Our case corroborates some predictors of recovery of kidney function previously reported as thrombotic occlusion, distal renal artery reconstitution suggesting good collateralization, and persistent HBP suggesting remaining tubular function.8,9 Renal function rescue has been reported with renal artery occlusions for up to three months.2 However, these patients should be revascularized as soon as possible.
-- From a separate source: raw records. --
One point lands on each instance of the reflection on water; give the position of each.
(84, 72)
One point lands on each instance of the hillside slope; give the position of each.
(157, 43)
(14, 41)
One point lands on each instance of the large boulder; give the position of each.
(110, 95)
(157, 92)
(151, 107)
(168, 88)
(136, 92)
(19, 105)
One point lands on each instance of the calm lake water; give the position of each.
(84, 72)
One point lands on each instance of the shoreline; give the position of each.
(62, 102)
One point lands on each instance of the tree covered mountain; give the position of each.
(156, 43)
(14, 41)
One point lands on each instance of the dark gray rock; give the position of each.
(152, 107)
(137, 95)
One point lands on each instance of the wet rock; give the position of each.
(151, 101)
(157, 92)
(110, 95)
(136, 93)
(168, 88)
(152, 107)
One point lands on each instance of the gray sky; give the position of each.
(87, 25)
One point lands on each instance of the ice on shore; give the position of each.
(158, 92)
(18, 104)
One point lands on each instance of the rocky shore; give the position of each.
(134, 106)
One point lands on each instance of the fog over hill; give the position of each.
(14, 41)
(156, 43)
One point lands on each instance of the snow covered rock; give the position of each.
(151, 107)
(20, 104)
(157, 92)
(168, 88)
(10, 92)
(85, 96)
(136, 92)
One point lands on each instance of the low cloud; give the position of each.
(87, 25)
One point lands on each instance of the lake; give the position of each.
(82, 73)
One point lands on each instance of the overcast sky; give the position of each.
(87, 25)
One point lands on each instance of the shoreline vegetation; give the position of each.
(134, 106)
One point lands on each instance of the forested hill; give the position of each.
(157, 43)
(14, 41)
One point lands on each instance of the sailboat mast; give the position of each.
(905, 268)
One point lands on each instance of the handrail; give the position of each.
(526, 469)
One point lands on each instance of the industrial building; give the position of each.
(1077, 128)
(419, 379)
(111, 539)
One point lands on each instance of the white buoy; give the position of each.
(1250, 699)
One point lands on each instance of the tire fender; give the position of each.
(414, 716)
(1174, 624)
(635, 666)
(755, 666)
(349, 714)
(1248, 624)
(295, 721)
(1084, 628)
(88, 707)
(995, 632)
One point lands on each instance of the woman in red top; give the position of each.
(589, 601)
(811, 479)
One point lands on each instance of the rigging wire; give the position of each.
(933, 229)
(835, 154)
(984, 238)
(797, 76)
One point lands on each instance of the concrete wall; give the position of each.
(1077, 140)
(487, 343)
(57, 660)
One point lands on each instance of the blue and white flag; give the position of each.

Better outcomes have been observed in patients revascularized with catheter-directed thrombolysis for ARAO in the first 48 hours.1
We used a splenorenal bypass to revascularize the right kidney due to the estimated preoperative risk and aortic thrombus burden. Using splenic artery as inflow to the kidneys may be advantageous in non-candidates for an aortorenal bypass, such as cardiac dysfunction cases that preclude aortic clamping, previous aortic graft, and severe calcification.10 93% patency rates have been reported at approximately five years of follow-up.10
Our case highlights the benefit of late renal artery revascularization in cases of ARAO to avoid renal replacement therapy. Aggressive late renal revascularization may benefit selected patients independent of the time from the presentation. More extensive studies would be essential to provide adequate patient selection and management recommendations.